Transport plans are slightly different than homebirth plans because they have to be more concise. Keep in mind; if you're transporting, you are doing so because you need a higher level of care. You should expect and accept receiving some medical interventions. If you didn't need them, you would not be going. Your midwife will give you specific details based on your situation and local hospital policy.
But as a general overview, think about who is being allowed in the room with you? Include your midwife or doula on that list, by name, if you'd like them to come with you. Mention any allergies to medications, instructions for interventions such as episiotomy, induction, or a cesarean. Remind them that you'd like to be skin to skin with the baby as soon as possible. Your partner is with the baby at all times etc.

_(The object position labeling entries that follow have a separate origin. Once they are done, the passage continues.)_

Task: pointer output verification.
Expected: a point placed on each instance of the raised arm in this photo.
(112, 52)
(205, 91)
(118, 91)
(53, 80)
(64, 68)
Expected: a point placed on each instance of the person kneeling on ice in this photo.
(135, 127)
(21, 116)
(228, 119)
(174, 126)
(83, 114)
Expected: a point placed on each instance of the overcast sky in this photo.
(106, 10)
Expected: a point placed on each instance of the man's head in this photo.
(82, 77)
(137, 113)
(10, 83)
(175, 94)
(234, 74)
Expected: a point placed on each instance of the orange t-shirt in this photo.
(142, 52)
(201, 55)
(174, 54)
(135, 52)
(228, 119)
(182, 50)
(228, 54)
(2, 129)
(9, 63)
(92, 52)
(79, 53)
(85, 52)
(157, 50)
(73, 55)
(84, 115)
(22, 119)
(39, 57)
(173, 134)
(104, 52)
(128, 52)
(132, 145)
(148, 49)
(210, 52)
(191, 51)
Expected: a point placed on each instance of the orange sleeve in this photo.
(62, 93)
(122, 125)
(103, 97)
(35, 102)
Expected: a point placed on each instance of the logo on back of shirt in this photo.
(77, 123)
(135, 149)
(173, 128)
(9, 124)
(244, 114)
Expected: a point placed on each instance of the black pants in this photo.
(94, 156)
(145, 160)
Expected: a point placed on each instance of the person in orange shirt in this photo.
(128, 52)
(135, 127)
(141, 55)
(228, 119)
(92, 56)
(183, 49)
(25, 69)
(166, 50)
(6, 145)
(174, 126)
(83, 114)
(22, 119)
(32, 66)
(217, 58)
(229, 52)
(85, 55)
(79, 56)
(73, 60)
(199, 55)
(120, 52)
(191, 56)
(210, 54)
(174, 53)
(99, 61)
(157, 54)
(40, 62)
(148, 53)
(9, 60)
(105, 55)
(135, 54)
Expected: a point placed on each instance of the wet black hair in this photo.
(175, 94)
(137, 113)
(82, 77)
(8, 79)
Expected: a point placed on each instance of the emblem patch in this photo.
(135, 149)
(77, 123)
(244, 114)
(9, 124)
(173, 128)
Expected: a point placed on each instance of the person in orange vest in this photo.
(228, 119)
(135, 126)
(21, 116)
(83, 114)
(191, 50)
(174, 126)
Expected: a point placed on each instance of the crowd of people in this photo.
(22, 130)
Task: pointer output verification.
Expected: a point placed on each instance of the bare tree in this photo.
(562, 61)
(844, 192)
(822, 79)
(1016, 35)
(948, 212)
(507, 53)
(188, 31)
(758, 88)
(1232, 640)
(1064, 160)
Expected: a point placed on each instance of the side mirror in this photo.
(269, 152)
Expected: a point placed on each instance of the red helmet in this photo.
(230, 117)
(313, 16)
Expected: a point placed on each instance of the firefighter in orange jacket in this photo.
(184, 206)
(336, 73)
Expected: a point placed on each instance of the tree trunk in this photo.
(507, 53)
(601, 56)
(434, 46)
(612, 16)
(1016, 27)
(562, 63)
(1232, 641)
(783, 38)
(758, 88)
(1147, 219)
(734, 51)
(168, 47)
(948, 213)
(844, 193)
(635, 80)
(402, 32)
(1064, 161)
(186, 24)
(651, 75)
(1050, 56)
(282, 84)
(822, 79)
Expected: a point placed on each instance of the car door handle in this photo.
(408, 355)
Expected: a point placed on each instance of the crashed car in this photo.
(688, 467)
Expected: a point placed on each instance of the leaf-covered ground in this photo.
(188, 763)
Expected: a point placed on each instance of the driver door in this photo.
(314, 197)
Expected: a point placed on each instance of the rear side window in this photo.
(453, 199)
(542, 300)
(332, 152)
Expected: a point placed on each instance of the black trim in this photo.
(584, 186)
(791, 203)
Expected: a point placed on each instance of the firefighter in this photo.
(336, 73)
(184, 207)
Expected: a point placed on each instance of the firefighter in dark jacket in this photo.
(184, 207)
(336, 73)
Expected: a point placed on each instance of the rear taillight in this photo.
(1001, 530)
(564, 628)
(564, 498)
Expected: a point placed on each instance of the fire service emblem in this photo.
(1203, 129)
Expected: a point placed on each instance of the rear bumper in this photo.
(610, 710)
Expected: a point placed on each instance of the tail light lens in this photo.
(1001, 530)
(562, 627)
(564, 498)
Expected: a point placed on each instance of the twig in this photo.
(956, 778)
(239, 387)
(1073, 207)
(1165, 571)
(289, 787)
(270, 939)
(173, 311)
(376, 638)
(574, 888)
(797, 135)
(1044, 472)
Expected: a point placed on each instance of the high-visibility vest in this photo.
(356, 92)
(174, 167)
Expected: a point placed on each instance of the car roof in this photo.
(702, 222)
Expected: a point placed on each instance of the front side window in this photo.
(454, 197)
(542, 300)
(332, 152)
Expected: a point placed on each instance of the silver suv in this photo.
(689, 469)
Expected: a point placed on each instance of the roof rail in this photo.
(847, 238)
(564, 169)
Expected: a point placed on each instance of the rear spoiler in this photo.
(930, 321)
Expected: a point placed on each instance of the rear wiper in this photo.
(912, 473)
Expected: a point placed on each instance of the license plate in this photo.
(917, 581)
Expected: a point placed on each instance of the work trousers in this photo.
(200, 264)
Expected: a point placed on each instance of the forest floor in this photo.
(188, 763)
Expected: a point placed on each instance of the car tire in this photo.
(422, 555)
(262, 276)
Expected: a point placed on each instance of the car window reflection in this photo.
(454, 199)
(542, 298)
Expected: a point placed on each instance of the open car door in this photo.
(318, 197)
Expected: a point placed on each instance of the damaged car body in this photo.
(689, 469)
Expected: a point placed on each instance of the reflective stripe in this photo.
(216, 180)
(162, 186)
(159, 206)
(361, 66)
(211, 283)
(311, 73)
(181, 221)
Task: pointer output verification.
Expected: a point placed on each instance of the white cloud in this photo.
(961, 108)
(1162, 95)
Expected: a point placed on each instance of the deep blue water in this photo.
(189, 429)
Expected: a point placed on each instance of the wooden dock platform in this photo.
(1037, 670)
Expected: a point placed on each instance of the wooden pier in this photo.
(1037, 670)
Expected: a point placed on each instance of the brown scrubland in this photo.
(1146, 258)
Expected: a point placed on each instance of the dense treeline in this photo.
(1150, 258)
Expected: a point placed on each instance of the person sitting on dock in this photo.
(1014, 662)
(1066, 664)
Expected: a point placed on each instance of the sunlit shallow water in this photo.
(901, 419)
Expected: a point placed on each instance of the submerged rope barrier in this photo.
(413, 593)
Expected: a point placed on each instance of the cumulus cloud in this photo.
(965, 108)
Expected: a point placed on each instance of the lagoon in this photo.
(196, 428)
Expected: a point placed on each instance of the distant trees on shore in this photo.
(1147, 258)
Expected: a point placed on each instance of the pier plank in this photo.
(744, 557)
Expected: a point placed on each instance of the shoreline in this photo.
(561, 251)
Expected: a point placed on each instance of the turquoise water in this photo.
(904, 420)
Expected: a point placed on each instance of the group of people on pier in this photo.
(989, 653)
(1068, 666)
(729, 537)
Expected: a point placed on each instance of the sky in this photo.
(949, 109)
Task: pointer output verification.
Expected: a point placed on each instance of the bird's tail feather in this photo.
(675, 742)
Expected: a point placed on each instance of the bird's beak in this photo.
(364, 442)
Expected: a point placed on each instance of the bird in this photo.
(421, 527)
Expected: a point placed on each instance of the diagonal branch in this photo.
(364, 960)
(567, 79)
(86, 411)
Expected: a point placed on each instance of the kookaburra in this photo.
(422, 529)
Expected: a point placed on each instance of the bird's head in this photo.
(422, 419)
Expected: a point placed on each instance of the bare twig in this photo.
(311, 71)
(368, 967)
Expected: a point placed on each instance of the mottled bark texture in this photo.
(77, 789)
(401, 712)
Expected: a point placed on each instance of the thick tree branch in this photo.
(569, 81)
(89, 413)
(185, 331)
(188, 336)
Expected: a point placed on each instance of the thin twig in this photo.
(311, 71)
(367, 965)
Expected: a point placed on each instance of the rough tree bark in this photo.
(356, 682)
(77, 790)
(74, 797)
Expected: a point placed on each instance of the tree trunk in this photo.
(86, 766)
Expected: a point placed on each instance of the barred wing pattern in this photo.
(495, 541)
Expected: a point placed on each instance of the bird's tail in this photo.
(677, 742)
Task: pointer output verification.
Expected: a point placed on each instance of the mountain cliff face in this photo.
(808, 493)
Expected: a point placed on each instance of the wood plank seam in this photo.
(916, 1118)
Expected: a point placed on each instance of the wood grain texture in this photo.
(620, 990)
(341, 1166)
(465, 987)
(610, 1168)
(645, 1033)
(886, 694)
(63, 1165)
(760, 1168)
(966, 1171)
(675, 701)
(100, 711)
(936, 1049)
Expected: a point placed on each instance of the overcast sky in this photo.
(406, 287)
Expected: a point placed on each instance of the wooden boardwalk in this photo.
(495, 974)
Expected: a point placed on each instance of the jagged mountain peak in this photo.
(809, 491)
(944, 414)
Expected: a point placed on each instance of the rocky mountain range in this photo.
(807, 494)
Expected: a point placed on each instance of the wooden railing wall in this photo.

We don't like to think about the worst-case scenario, but thinking about it in terms of active participation, preparedness can help face some of the fear of the unknown and turn the worry into empowerment. I've included some examples in my homebirth birth plan template that you can download.
Putting it All Together
All in all, a birth plan is a tool. It should be brief, clear, and easy to reference. Please go over it with your midwife at your home visit about a month before birth. 36 weeks is a good time because the birth feels imminent, and you more than likely have enough time to process and ask questions, make necessary adjustments, so everyone's on the same page. Make sure you have a copy of your birth plan in your chart, have a copy at home in your supply box, and keep a copy in your transport bag.
Homebirth Birth Plan Template
I created a template for you! Remember, this is a template. That means you can choose which options are right for you. I created a Google Docs so you can edit it. You can delete sections and add your own. Several options seem similar, so read carefully and find your best answer. At the end of the day, you want to customize and personalize your birth plan to accurately fit you and not you trying to fit it.
This is what I'm inviting you to do:
- Write your deepest heartfelt desire birth plan first- take your time and have fun with the process of self-discovery.
- Share it with your partner, midwife, and doula.
- Download the Homebirth Birth Plan Template. Linked below
- Go to File- Make Copy
- Save it to your Drive.
- Rename it
- Read it
- Customize it
- Share it with your birth team- sooner than later.
- Make necessary adjustments based on feedback.
Print and sign at least 3 copies. One for your midwife to put it in your chart, put a copy with your birth supplies, and the other one in your hospital transport bag.
Download Your Homebirth Birth Plan Template
Remember birth is a powerful and amazing experience that always goes better when you are well prepared. Be practical, be humble, expect the unexpected, allow the process to unfold within a container of safety.
Download and use this birth plan template to create your home birth plan that works for you. It is my sincere hope that you have a beautiful birth experience that you feel good about at the end of the day. You got this girl!